Critically, Metascape was designed to provide more interpretable and actionable results for experimentalists. The redundancy among ontology terms presents a significant obstacle in result interpretation. The primary strategy adopted by existing portals, as seen in g:Profiler42, WebGestalt8, Babelomics53, and others, is to utilize directed acyclic graph (DAG) or tree structures embedded within ontologies such as GO16 (examples in Fig. 2a, b). WebGestalt provides an option only using a subset such as GOSlim16 to reduce redundancy. However, these strategies are not applicable to reduce redundancies across different ontology sources. Metascape and DAVID6, by contrast, adopt a dynamic clustering solution that avoids the above-mentioned shortcomings. Metascape further simplifies the result presentation via bar graph (Fig. 2d) and heatmap (Fig. 3a) visualizations, compared to DAVID’s tabular presentation (Fig. 2c). Although p-value is used as the default representation metric for ranking enriched terms, it nevertheless has its limitations. Users may need to consider using alternative metrics, such as the multi-test corrected q-value or the biological context-sensitive enrichment factor. All popular enrichment metrics, including detailed gene counts, are computed and made available for offline analyses. Metascape further enhances the interpretability of analysis results through advanced graphical and spreadsheet outputs, a concise PowerPoint presentation (Supplementary Figure 7), and a journal-style web-based Analysis Report containing additional method descriptions and references (Supplementary Figure 7). Offline analysis is facilitated by a Zip export containing third-party compatible data files, such as the Cytoscape29 and JTreeView57 formats.

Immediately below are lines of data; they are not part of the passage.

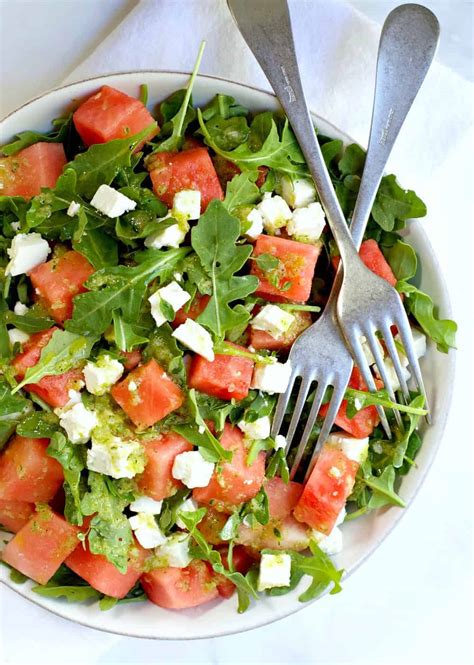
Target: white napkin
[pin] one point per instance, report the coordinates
(337, 49)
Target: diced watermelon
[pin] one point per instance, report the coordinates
(180, 588)
(225, 377)
(56, 282)
(27, 472)
(154, 397)
(294, 274)
(157, 479)
(373, 258)
(15, 514)
(37, 166)
(233, 482)
(171, 172)
(363, 423)
(326, 491)
(103, 575)
(41, 546)
(111, 114)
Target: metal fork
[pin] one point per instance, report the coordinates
(366, 302)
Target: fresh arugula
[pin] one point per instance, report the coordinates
(214, 241)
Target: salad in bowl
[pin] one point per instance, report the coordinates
(156, 268)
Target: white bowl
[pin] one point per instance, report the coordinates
(361, 536)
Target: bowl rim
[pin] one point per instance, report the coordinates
(440, 425)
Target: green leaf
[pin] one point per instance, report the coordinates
(214, 241)
(100, 164)
(241, 190)
(13, 410)
(121, 288)
(64, 351)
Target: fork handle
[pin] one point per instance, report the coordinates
(266, 27)
(407, 47)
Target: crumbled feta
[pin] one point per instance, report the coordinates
(256, 224)
(112, 203)
(73, 209)
(274, 211)
(172, 294)
(274, 320)
(299, 192)
(145, 504)
(116, 458)
(102, 374)
(15, 335)
(259, 429)
(192, 469)
(146, 530)
(354, 449)
(391, 373)
(78, 422)
(27, 251)
(275, 571)
(280, 441)
(307, 224)
(196, 338)
(171, 236)
(20, 309)
(175, 551)
(187, 204)
(188, 506)
(271, 377)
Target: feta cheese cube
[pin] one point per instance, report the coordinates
(20, 309)
(391, 373)
(116, 458)
(256, 224)
(271, 377)
(187, 204)
(196, 338)
(275, 571)
(172, 294)
(112, 203)
(275, 212)
(299, 192)
(280, 441)
(15, 335)
(354, 449)
(274, 320)
(170, 236)
(73, 209)
(419, 343)
(307, 224)
(192, 469)
(102, 374)
(175, 551)
(27, 251)
(145, 504)
(330, 544)
(146, 530)
(259, 429)
(188, 506)
(78, 422)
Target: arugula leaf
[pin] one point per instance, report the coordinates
(241, 190)
(13, 409)
(64, 351)
(72, 458)
(121, 288)
(100, 164)
(214, 241)
(110, 533)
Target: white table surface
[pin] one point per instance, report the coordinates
(412, 601)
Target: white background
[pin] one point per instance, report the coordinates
(412, 601)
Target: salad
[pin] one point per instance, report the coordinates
(156, 268)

In conclusion, Metascape has been designed for experimentalists (bench biologists) to apply powerful computational analysis pipelines to analyze and interpret large-scale datasets. To ensure that its content is kept current, a new knowledgebase synchronization pipeline was engineered. To address gaps in current analysis tools, Metascape introduces a workflow integrating gene annotation, membership analysis, and multi-gene-list meta-analysis capabilities. Its rich set of analysis tools are accessible through a convenient one-click Express Analysis interface and results are communicated via an article-like analysis report. We expect that the wider adoption of Metascape will significantly enhance biological interpretation of OMICs studies by enabling experimentalists to directly analyze their data to identify novel therapeutic targets, mechanisms of action, or molecular insight into disease. Metascape is an open-access resource available at http://metascape.org.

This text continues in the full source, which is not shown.